Adrián Butzke

Personal information
- Full name: Adrián Butzke Benavides
- Date of birth: 30 March 1999 (age 27)
- Place of birth: Monachil, Spain
- Height: 1.93 m (6 ft 4 in)
- Position: Forward

Team information
- Current team: Marítimo
- Number: 3

Youth career
- 2007–2009: Atlético Monachil
- 2009–2018: Granada

Senior career*
- Years: Team / Apps / (Gls)
- 2018–2019: Huétor Vega / 32 / (9)
- 2018–2022: Granada B / 28 / (5)
- 2020–2021: → Haro (loan) / 21 / (2)
- 2021–2023: Granada / 1 / (0)
- 2022–2023: → Paços Ferreira (loan) / 39 / (8)
- 2023–2025: Vitória Guimarães / 17 / (0)
- 2024–2025: → Nacional (loan) / 10 / (0)
- 2025: → Mirandés (loan) / 14 / (1)
- 2025–: Marítimo / 28 / (10)

= Adrián Butzke =

Spanish footballer (born 1999)

Adrián Butzke Benavides (born 30 March 1999) is a Spanish professional footballer who plays as a forward for Primeira Liga club Marítimo.

==Club career==
===Granada===
Born in Monachil, Province of Granada, Andalusia to a German father and a Spanish mother, Butzke joined Granada CF's academy from his hometown club. He began his senior with the farm team, CD Huétor Vega, in the Tercera División.

Butzke made his fourth-tier debut on 26 August 2018, starting a 0–2 home loss against Atlético Mancha Real.
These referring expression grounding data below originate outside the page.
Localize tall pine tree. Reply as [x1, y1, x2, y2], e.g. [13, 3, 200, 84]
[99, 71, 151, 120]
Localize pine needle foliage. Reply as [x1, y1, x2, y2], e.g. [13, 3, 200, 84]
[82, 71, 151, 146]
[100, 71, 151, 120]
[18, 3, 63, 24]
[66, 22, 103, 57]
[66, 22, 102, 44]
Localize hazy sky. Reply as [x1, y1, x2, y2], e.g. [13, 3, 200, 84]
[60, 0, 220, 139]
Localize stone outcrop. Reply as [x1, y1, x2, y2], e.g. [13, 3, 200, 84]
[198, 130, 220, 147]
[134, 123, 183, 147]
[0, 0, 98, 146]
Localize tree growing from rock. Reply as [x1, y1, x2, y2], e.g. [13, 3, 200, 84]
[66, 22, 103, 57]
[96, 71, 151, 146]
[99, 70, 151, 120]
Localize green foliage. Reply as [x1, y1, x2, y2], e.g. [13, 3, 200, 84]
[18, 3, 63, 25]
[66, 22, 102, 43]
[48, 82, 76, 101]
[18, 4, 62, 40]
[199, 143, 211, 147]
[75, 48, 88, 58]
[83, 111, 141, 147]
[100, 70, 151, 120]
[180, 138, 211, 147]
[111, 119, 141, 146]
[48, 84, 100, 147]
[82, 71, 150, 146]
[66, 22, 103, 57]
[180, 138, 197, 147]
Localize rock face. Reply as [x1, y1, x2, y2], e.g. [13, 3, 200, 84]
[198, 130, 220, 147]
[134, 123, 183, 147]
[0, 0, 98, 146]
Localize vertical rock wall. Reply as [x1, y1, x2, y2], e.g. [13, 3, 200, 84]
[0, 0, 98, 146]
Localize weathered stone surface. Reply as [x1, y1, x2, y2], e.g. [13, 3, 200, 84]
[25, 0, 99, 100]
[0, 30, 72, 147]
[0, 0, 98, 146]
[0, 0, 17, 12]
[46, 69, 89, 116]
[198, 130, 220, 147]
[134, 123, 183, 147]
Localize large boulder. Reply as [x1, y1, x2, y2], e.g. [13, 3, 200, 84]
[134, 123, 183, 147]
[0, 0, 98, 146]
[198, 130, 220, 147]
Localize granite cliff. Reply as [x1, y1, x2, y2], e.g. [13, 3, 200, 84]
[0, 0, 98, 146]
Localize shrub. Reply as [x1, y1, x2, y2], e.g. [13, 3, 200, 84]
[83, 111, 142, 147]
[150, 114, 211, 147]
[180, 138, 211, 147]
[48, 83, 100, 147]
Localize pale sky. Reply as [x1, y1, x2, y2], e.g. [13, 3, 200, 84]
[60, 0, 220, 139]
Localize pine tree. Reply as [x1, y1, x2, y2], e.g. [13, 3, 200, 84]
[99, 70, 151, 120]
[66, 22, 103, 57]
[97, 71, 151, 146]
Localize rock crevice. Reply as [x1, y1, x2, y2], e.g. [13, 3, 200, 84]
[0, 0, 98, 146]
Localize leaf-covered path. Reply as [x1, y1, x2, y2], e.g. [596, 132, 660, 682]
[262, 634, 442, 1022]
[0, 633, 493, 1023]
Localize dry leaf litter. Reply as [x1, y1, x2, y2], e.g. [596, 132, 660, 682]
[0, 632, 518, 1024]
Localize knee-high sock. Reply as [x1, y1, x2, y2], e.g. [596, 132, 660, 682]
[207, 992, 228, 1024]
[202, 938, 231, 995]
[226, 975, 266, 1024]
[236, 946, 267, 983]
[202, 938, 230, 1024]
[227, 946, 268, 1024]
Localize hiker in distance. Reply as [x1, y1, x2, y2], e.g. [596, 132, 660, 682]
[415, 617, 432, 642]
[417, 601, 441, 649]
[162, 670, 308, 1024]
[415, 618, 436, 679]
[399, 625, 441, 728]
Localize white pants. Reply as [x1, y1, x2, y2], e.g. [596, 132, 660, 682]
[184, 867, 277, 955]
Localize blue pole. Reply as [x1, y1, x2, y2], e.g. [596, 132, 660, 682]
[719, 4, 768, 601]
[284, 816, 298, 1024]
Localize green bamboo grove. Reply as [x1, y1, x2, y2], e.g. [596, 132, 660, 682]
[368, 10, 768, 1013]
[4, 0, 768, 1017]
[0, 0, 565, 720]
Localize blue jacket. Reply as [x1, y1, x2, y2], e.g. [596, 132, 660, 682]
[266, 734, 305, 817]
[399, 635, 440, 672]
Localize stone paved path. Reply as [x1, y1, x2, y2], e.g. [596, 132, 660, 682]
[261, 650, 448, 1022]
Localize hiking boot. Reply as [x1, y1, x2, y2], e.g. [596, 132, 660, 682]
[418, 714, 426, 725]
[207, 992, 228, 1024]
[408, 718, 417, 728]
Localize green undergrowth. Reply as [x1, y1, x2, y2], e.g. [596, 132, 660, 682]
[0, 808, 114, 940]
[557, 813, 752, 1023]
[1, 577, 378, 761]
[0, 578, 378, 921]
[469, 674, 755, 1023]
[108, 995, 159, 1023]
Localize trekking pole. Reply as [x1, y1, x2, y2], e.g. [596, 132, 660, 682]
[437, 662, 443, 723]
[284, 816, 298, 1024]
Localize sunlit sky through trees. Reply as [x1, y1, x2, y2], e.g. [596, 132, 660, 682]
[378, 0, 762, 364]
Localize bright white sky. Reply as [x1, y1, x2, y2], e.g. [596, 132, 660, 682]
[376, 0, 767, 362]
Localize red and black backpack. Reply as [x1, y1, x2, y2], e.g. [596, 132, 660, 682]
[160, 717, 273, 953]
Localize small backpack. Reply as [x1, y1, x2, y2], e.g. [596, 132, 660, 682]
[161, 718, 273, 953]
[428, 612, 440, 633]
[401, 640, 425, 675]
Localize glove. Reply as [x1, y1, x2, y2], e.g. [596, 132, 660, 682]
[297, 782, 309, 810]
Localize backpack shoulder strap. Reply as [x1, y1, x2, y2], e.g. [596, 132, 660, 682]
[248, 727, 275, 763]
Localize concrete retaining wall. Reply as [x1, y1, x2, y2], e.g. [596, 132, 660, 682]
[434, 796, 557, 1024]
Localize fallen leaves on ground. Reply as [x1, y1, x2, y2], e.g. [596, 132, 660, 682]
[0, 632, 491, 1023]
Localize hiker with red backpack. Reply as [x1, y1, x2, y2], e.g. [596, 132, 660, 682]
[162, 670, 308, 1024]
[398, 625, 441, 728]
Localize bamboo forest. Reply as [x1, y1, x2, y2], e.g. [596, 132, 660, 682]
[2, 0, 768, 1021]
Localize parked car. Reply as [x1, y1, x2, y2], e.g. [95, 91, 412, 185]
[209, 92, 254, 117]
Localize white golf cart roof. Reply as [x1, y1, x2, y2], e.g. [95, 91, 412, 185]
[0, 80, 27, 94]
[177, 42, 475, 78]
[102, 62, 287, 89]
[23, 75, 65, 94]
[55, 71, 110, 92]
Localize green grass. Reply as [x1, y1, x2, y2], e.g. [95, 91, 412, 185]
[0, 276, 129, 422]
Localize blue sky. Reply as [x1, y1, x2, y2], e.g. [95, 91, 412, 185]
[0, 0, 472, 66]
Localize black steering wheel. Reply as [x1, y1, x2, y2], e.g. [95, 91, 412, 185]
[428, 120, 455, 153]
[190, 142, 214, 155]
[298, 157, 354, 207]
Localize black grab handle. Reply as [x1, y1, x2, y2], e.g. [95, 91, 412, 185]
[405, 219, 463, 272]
He first appeared with Granada's reserves on 2 September, coming on as a late substitute for Eliseo Falcón in a 0–1 Segunda División B home defeat to UCAM Murcia CF.
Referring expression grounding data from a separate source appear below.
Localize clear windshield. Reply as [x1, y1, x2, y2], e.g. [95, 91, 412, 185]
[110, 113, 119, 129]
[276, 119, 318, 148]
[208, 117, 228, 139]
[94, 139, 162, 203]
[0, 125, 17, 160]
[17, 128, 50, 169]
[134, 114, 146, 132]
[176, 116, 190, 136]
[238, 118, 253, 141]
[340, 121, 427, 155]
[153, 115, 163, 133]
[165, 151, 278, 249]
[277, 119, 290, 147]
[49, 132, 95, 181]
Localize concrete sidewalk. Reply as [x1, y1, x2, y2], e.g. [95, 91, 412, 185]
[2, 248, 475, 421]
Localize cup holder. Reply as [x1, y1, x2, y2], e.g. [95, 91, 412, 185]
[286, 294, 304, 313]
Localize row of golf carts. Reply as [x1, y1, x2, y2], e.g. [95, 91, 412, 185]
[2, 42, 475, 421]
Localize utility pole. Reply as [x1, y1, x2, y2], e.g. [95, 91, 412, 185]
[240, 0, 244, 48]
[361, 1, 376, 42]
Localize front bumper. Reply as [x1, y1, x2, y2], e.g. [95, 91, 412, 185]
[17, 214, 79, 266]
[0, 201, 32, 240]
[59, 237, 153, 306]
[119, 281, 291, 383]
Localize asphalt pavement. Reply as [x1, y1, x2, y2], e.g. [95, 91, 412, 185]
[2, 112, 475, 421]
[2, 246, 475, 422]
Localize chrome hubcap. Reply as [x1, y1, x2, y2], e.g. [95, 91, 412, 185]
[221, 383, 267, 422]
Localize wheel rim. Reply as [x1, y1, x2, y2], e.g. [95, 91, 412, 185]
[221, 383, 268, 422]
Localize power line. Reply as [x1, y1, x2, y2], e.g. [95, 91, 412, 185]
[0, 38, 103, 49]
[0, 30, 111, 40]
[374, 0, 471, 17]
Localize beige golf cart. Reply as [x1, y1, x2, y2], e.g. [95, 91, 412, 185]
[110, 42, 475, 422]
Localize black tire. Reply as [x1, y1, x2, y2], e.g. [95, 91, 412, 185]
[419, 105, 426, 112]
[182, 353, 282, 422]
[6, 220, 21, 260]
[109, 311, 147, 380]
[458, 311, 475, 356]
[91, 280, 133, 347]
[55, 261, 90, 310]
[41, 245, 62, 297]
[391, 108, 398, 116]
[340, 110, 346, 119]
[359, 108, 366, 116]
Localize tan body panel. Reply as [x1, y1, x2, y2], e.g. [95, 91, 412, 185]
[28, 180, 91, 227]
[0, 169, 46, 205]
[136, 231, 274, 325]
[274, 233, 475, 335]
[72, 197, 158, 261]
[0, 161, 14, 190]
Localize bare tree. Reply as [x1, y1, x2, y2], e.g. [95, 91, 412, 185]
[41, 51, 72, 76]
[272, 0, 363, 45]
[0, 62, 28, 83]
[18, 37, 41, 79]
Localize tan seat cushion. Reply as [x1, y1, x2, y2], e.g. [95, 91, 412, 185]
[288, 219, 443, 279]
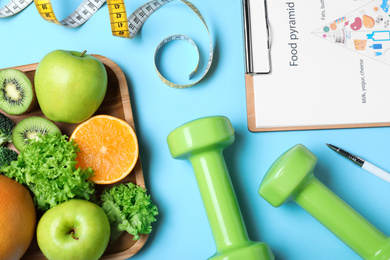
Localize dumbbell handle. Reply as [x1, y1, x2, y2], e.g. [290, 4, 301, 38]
[296, 177, 390, 259]
[190, 149, 250, 252]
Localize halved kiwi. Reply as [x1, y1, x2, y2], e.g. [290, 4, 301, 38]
[12, 117, 61, 152]
[0, 69, 35, 115]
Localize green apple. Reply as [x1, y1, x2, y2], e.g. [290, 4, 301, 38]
[34, 50, 107, 123]
[37, 199, 111, 260]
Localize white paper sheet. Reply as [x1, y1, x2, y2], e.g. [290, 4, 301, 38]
[250, 0, 390, 130]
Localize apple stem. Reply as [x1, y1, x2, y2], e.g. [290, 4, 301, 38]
[80, 50, 87, 58]
[69, 229, 79, 240]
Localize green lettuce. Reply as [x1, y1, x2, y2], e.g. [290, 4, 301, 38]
[1, 132, 95, 211]
[101, 182, 158, 241]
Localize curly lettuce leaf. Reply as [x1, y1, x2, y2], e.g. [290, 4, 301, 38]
[101, 182, 158, 241]
[1, 132, 95, 211]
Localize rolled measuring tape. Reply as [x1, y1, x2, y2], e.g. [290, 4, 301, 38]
[0, 0, 213, 89]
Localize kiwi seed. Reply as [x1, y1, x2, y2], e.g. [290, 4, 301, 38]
[0, 69, 35, 115]
[12, 117, 61, 152]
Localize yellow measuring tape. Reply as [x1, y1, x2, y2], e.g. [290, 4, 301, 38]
[0, 0, 213, 89]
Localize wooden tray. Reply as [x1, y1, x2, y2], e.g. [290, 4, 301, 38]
[1, 55, 148, 259]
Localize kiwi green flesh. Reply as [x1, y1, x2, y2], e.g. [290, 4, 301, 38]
[12, 117, 61, 152]
[0, 69, 33, 115]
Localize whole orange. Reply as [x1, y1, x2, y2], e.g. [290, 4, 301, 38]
[0, 175, 36, 260]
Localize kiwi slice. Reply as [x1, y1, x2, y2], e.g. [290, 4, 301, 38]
[0, 69, 35, 115]
[12, 117, 61, 152]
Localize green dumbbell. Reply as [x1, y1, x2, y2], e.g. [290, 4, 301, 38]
[259, 144, 390, 260]
[167, 116, 274, 260]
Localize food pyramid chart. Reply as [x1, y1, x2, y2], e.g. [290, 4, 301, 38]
[313, 0, 390, 66]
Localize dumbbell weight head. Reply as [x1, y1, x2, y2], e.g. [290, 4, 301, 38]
[209, 241, 274, 260]
[167, 116, 235, 159]
[259, 144, 317, 207]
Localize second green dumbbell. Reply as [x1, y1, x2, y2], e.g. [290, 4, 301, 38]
[259, 144, 390, 260]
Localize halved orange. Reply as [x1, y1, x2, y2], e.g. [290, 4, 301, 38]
[70, 115, 139, 184]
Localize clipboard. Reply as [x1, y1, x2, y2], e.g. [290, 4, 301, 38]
[243, 0, 390, 132]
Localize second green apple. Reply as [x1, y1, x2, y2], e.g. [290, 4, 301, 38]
[34, 50, 107, 124]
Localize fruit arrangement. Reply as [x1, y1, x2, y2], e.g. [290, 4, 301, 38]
[0, 50, 158, 260]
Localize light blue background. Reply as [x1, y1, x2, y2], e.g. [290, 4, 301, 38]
[1, 1, 390, 260]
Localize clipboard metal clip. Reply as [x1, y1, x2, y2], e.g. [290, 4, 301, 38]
[243, 0, 271, 75]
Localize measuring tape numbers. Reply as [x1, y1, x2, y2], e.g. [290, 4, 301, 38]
[107, 0, 129, 38]
[0, 0, 214, 88]
[0, 0, 33, 18]
[34, 0, 105, 27]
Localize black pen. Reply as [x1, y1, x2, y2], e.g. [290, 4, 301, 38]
[326, 144, 390, 184]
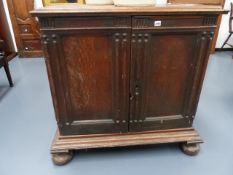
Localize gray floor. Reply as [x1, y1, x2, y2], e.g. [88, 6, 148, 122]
[0, 52, 233, 175]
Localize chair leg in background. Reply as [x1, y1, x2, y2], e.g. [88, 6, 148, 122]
[3, 63, 14, 87]
[221, 33, 232, 49]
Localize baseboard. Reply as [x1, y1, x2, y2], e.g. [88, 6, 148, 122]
[215, 48, 233, 52]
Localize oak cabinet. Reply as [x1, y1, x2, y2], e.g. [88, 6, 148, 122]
[32, 5, 226, 165]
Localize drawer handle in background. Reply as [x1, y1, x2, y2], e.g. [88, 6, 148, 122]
[154, 20, 162, 27]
Butzke scored his first senior goal on 11 November 2018, Huétor Vega's second in a 4–3 away win over Martos CD. The following July, having netted nine times for them, he was definitely promoted to the B side.
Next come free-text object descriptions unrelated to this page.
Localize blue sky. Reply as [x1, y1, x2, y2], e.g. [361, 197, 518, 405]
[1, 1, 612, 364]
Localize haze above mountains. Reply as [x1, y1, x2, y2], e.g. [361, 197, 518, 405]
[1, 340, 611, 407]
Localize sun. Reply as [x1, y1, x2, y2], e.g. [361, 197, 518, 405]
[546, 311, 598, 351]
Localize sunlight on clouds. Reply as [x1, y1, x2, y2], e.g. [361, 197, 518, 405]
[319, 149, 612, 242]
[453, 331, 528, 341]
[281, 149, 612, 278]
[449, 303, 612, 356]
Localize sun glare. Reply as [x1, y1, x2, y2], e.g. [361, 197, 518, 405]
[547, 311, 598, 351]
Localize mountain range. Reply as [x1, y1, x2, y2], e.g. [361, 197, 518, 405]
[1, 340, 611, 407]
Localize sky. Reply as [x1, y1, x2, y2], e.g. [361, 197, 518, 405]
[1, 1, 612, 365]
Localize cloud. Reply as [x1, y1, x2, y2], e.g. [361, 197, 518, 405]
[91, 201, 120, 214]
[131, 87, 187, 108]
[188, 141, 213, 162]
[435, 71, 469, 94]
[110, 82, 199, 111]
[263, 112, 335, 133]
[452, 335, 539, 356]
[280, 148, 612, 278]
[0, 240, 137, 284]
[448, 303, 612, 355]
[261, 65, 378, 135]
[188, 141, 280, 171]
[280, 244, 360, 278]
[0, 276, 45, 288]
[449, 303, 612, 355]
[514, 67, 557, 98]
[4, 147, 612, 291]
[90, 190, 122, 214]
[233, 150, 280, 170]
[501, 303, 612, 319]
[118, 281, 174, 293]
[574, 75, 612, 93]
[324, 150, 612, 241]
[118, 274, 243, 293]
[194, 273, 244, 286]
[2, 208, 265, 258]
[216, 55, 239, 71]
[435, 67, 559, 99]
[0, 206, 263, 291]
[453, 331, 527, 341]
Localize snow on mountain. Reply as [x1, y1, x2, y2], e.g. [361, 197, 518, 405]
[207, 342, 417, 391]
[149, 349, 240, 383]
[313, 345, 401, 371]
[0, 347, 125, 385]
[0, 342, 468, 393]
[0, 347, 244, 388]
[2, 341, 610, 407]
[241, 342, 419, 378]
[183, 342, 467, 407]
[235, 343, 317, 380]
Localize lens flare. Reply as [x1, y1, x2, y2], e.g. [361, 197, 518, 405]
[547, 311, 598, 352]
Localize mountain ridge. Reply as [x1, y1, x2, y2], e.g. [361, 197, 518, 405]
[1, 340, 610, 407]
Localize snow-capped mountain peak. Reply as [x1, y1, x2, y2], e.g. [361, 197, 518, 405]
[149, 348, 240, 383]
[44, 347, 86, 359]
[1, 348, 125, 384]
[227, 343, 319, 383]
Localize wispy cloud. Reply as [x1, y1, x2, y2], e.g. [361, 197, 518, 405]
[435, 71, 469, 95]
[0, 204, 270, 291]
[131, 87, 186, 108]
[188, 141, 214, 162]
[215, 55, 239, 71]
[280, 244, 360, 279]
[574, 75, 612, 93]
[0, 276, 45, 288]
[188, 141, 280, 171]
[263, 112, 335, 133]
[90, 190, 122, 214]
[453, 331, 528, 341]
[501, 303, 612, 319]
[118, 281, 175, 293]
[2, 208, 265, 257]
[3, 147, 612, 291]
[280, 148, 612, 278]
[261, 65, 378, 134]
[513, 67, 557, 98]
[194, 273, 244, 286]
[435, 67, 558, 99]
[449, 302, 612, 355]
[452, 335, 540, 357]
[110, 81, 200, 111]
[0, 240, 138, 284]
On 29 June 2020, Butzke renewed his contract with Granada until 2022. On 4 September, he was loaned to fellow third-tier Haro Deportivo for the season.

Upon returning in July 2021, Butzke was again a member of Granada B, now in the Segunda División RFEF. He made his first-team debut on 30 November, scoring a hat-trick in a 7–0 away rout of amateurs CD Laguna de Tenerife in the first round of the Copa del Rey. He played his only La Liga match on 19 December, replacing scorer Jorge Molina in the 4–1 home victory against RCD Mallorca.

Butzke agreed to a new deal in January 2022, until June 2026. Shortly after, he was loaned to Primeira Liga club F.C. Paços de Ferreira.

===Portugal and Mirandés===
On 24 August 2022, after spending the entire pre-season with Granada, Butzke returned to Paços on a one-year loan. On 6 July 2023, Vitória de Guimarães announced his signing on a permanent three-year contract. He made 22 appearances during his spell at the latter, failing to find the net or provide an assist.

Still owned by Vitória, Butzke split the 2024–25 campaign with C.D. Nacional (Portuguese top flight) and CD Mirandés (Segunda División). On 1 September 2025, he joined Liga Portugal 2's C.S. Marítimo on a one-year deal.